Now, the singer has released an album entitled “Te Ao Mārama,” or “World of Light” with five tracks from “Solar Power” adapted to Māori, the language of the Indigenous Māori people of New Zealand.

Lorde, who has described the project as “powerful” and a “starting point” of a journey, is not Māori — nor does she speak the language, but she had a wide range of consultants, including some Māori elders, for the songs’ cultural and language adaptation.

Hēmi Kelly, a full-time lecturer in Māori at the Auckland University of Technology who advised Lorde on the album, said that before getting involved, he sat down with the artist to get to know her and her intentions.

“One of the big pushes of this whole movement is that the language be normalized so that it sits alongside English here in New Zealand and in our society, and it’s given the same recognition. And the intentions of Lorde aligned with those efforts.” 

Hēmi Kelly, lecturer in Māori at the Auckland University of Technology

“One of the big pushes of this whole movement is that the language be normalized so that it sits alongside English here in New Zealand and in our society, and it’s given the same recognition. And the intentions of Lorde aligned with those efforts,” Kelly said. 

The release, which comes during Māori Language Week, has received a wide range of reactions from the Indigenous community and others across the country.

These types of collaborations are important to Eruera Keepa, a Māori communications specialist in Rotorua, a town in New Zealand’s North Island. Keepa says the album leaves him feeling proud. His favorite song is “Te Ara Tika,” or “The Path” 

“…[T]o hear our native tongue broadcast to a wider audience outside of NZ is huge for our language.”

Eruera Keepa, communication’s spacialist

“Although it might not seem like a big thing, it actually is a big thing. Because sometimes that’s where a lot of issues happen is through the lack of consultation. So, to hear our native tongue broadcast to a wider audience outside of New Zealand is huge for our language.”

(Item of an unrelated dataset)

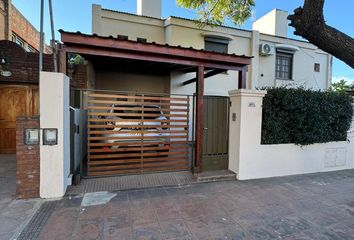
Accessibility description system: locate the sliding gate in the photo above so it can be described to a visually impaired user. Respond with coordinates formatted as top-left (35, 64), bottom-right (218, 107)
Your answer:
top-left (85, 91), bottom-right (192, 176)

Lorde’s tracks in Māori are available on the singer’s YouTube channel with both Māori and English subtitles. Though many listeners won’t understand the Māori lyrics, Keepa hopes the songs introduce many to the language. 

But for other Māori people, Lorde singing in their language has brought up a painful history of alienation during New Zealand’s colonization.

“Removal of the Māori language was used by colonizers to marginalize, isolate, oppress, disenfranchise Māori from being Māori.” 

Kiri Dell,researcher 

“Removal of the Māori language was used by colonizers to marginalize, isolate, oppress, disenfranchise Māori from being Māori,” said Kiri Dell, a researcher of economic development of Māori and other Indigenous communities in New Zealand.

“So, whenever the Māori language is a topic, it is a sore one because of the pain that has been associated with its strategic removal by the colonizers, of our Indigenous communities.”

In this Feb. 6, 2015 photo, dancers twirl white
In this Feb. 6, 2015 photo, dancers twirl white “poi” balls as part of an indigenous Maori performance, in Waitangi, New Zealand, to mark the 175th anniversary of the signing of the country’s founding document, the Treaty of Waitangi.Nick Perry/AP

Dell said she is unsure about how much celebrity awareness is needed for a language to survive. When she heard the album, she said she didn’t feel much because she doesn’t look up to people like Lorde to engage in her Māori identity.

Instead, she turns to people like her mom, Hinetu Dell, a former teacher who grew up during a time when the language was even less accepted than it is now.

Today, only 20% of the Māori population and 3% of all Kiwis can speak Māori, according to a recent statement from the Māori Party.

Māia Week, in Waiheke Island, in the Hauraki Gulf of New Zealand, said the Māori language continues to face an uphill and often racist battle.

As an Indigenous person, she said she sometimes feels defensive when non-Māori celebrities insert themselves into the conversation. Week stressed that she hopes that Lorde will continue to stand with Māori communities as they fight systemic racism across the board.

“Don’t let this be a one-time thing. Let this start a journey. Stand with us. Uplift us. Listen to us. Because, as an Indigenous person, it’s painful going through this continued colonization,” Week said.

As this conversation has unfolded online, many people have been highlighting their own favorite Māori musicians. While some Māori songwriters and singers enjoy large followings in New Zealand, hearing Indigenous languages on commercial radio in New Zealand is rare.